Would a staff member be able to prove they caught the virus while working at Smith & Jones LLP? Perhaps not. But, they may argue that their law firm increased their risks unfairly by asking them to come to the office even though the peak of the virus had passed. It’s a tricky one and a grey area legally.

Conclusion

As with the current scenario where a drive to promote safety has led to an economic crisis, there are no neat and tidy solutions that will please everyone.

Most people want to work from offices. The people who own those businesses generally expect everyone to eventually come back. But, how on Earth will those offices operate when social distancing and the constant risk of infection remain a reality?
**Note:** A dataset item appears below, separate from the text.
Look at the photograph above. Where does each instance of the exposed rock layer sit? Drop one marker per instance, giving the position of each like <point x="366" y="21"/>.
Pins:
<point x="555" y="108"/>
The long-term result will likely be a compromise: those who are willing to return will, while those who prefer to stay at home will be allowed to do that. What that may also mean is law firms and tech companies will need a lot less useable space – while ironically still needing large offices to permit social distancing, and office life, even for those who return may never be the same again.

Artificial Lawyer would like to hear your views on this. Can you see a time when everything is 100% ‘back to normal’? And will offices ever be quite so central to our lives as they once were after this?

4 Comments

  1. I personally think that there is a much needed shift away from offices as a must and to working from home as a standard with trips to a centralised location only being needed occasionally.

    As for the social element, of restrictions are relaxed we can me our co-workers in places other than the office and decide our own levels of risk rather than having employers force us to take risks we may not feel comfortable with.

    We do need much more wide spread availability of testing and people will need to adopt better distancing practices on a more long-term basis, using face masks and gloves.

    We will need to get used to the idea of telepresence for meetings and hopefully these companies can start looking at more innovative ways to make these feel more natural.

  2. There needs to be a shift from office working. I dont believe the majority of people want to be in an office anymore. The office culture is still incredibly old fashioned particularly in the law and very much when you get below Big Law or Legal 500. The average old fashioned law firm still has very old outmoded views.
    Female workers who traditionally do the child care elderly care etc are still expected to do a days work and then revert to being “mother”, they will welcome a flexible approach.
    If the myth of the billable hour can be removed,the wasted hours of internal e-mails and chats with colleagues that go nowhere, the endless commutes and travel to meetings, then the productivity of people will go up and that has to be a good thing.

    So if we move away from the now and look a short way into the future offices need to be looked at very differently as do fee earners and colleagues in offices

  3. My opinion is to break up large companies into teams dealing with specific matters. Those team members then congregate lets say from 7-10 and leave, the next team comes in at 10-1pm and so on. The team members that’s gone home, or whose slot did not start yet, work remotely for the rest of the day. All businesses need office time. This is vital for productivity and motivation. I run a team of 10. When we work together our productivity is just better -fact.

  4. I think your estimate of the number of people who “need” to go to an office is a bit high. I suspect that many people who are now getting the hang of working from home, will want to continue doing so. A recent survey in the UK put it at 19% of people who now preferred to go back to the office over working from home, (https://uk.finance.yahoo.com/news/remote-working-is-the-future-of-business-says-new-research-230008964.html) Yes, there are industries that require physical labor done at a workplace, but for law firms? Why? As you mention, having the big firm in the big fancy office on the higher floors of a big fancy building was always about impressing your clients, but what if they no longer want to meet in person? And how much of that big fancy office will be a museum when only 30% of your people can be in the space? What’s the point?